Selon ce même article, une espèce peut être classée ESOD pour au moins l’un des quatre motifs suivants :

1° Dans l’intérêt de la santé et de la sécurité publiques ;
2° Pour assurer la protection de la flore et de la faune ;
3° Pour prévenir des dommages importants aux activités agricoles, forestières et aquacoles ;
4° Pour prévenir les dommages importants à d’autres formes de propriété. Le 4° ne s’applique pas aux espèces d’oiseaux.

La liste des ESOD du groupe 2 est fixée pour 3 ans par arrêté ministériel (courant du 1er juillet de la première année au 30 juin de la troisième année). Cet arrêté ministériel est pris sur proposition des préfets de département après avis de la Commission départementale de la chasse et de la faune sauvage (CDCFS) réunie en formation spécialisée sur les ESOD.

Une note technique datée du 8 septembre 2025 a été diffusée aux directions départementales des territoires et de la mer) en vue de l’élaboration des dossiers de demandes préfectorales de classement ministériel d’espèces susceptibles d’occasionner des dégâts (ESOD) du deuxième groupe.

Contexte :

Le précédent arrêté triennal du 3 août 2023 établissant la liste des ESOD du groupe 2 est arrivé à son terme le 1er juillet et doit, à ce titre, être renouvelé à compter de l’entrée en vigueur du présent projet d’arrêté. Il s’agit de la cinquième période de renouvellement des ESOD du 2e groupe : 2012-2015, 2015-2019, 2019-2023, 2023-2026, 2026-2029.

Il n’existe pas de liste prédéterminée d’espèces pouvant être classées ESOD dans le groupe 2, cependant seules des espèces chassables peuvent l’être.

La situation du putois et de la martre des pins a toutefois évolué ces dernières années suite à plusieurs décisions du Conseil d’État.

• S’agissant du putois, celui-ci a été retiré de la liste des ESOD du groupe 2 par la décision n° 432485 du 7 juillet 2021. Cette décision a été confirmée en 2025 par la décision n° 488730 du 7 juillet 2025.

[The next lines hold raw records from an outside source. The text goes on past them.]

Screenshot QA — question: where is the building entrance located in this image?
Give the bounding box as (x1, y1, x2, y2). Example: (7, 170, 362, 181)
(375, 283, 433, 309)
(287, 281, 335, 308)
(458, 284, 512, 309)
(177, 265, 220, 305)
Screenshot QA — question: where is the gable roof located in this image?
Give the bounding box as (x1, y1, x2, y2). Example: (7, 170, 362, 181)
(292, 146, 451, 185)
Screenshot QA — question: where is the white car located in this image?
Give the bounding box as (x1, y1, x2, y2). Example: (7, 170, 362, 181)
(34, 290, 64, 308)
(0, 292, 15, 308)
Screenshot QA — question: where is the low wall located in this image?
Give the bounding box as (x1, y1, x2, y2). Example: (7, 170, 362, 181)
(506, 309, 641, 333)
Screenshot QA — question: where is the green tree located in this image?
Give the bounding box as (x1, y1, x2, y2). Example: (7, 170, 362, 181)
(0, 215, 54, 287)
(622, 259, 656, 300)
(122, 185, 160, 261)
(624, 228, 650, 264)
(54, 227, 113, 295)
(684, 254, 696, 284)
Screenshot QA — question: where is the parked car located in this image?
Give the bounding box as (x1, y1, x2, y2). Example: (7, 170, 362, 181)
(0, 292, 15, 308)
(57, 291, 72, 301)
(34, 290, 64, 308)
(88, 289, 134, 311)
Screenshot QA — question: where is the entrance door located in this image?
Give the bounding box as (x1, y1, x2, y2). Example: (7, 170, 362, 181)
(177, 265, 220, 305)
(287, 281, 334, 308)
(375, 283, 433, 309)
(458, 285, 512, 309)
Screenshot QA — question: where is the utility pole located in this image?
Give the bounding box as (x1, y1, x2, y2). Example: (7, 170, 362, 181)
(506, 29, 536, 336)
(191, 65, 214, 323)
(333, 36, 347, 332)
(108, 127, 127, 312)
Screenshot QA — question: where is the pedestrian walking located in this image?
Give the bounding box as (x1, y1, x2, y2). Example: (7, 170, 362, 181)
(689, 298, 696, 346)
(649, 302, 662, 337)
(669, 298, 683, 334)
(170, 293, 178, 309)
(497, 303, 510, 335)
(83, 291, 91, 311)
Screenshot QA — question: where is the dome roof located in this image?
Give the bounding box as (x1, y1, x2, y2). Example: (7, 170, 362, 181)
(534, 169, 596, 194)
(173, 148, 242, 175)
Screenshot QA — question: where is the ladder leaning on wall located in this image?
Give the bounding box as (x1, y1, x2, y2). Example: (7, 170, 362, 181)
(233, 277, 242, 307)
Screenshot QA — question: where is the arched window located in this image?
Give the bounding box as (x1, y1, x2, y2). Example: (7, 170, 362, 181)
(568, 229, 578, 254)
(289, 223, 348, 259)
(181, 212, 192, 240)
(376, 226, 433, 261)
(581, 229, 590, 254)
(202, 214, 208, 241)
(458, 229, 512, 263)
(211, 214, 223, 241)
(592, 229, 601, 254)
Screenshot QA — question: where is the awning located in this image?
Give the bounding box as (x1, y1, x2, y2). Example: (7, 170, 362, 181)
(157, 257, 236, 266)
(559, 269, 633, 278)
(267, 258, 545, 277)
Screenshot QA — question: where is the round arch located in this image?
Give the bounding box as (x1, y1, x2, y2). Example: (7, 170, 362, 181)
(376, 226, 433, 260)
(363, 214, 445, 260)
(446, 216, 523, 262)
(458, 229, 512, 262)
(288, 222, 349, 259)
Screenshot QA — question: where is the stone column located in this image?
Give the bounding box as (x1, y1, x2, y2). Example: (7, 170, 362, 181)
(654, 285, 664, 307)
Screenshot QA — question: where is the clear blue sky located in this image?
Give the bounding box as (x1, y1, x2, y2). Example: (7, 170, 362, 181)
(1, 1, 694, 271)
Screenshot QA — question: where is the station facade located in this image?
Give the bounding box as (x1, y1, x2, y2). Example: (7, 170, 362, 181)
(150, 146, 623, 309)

• S’agissant de la martre des pins, cette espèce a été retirée de la liste des ESOD du groupe 2 par une décision n° 480617 du 13 mai 2025. Ces retraits résultent du non-respect des exigences de la directive « Habitats, faune, flore », notamment en raison de l’absence de données de suivi de l’espèce.

Le classement n’a pas pour but d’éradiquer les espèces concernées, qui jouent un rôle important dans leur écosystème, mais de prévenir et de réduire les dégâts que certains individus peuvent occasionner localement, notamment lorsqu’ils provoquent des perturbations des écosystèmes, des dommages aux activités agricoles ou des atteintes aux propriétés privées.

Lorsqu’une espèce est classée ESOD, les modalités et périodes de destruction sont renforcées, permettant notamment sa destruction à tir ou par piégeage en dehors des périodes d’ouvertures de la chasse, pour la protection des intérêts ayant conduit à son classement (ex : classement du renard pour la protection des élevages avicoles).

Le projet d’arrêté précise les modes de prélèvement autorisés pour chaque espèce et, en annexe, la liste des espèces classées dans chaque département : ce classement peut être partiel et limité à une partie du département, notamment à certains cantons ou à certaines communes, ou peut se porter sur l’ensemble du département.

Le classement d’une espèce dans la catégorie des ESOD du groupe 2 peut se justifier selon deux critères, rappelés par le Conseil d’Etat dans l’ensemble de ses décisions sur ce sujet :

-  Le premier critère dispose que l’espèce porte atteinte de façon significative à l’un des quatre motifs de l’article R. 427-6 du code de l’environnement. Le seuil de montant de dégâts au-delà duquel il est établi que l’atteinte est significative est apprécié à environ 10 000 € sur la période de triennal par le Conseil d’État.

-  Le second critère est une condition cumulative : l’espèce est répandue de façon significative et, compte tenu des caractéristiques géographiques, économiques et humaines du département, sa présence est susceptible de porter atteintes aux intérêts protégés par l’article R. 427-6 du code de l’environnement. Le seuil d’abondance à partir duquel il est établi que l’espèce est répandue de façon significative dans le territoire est apprécié à environ 500 prélèvements par an par le Conseil d’État.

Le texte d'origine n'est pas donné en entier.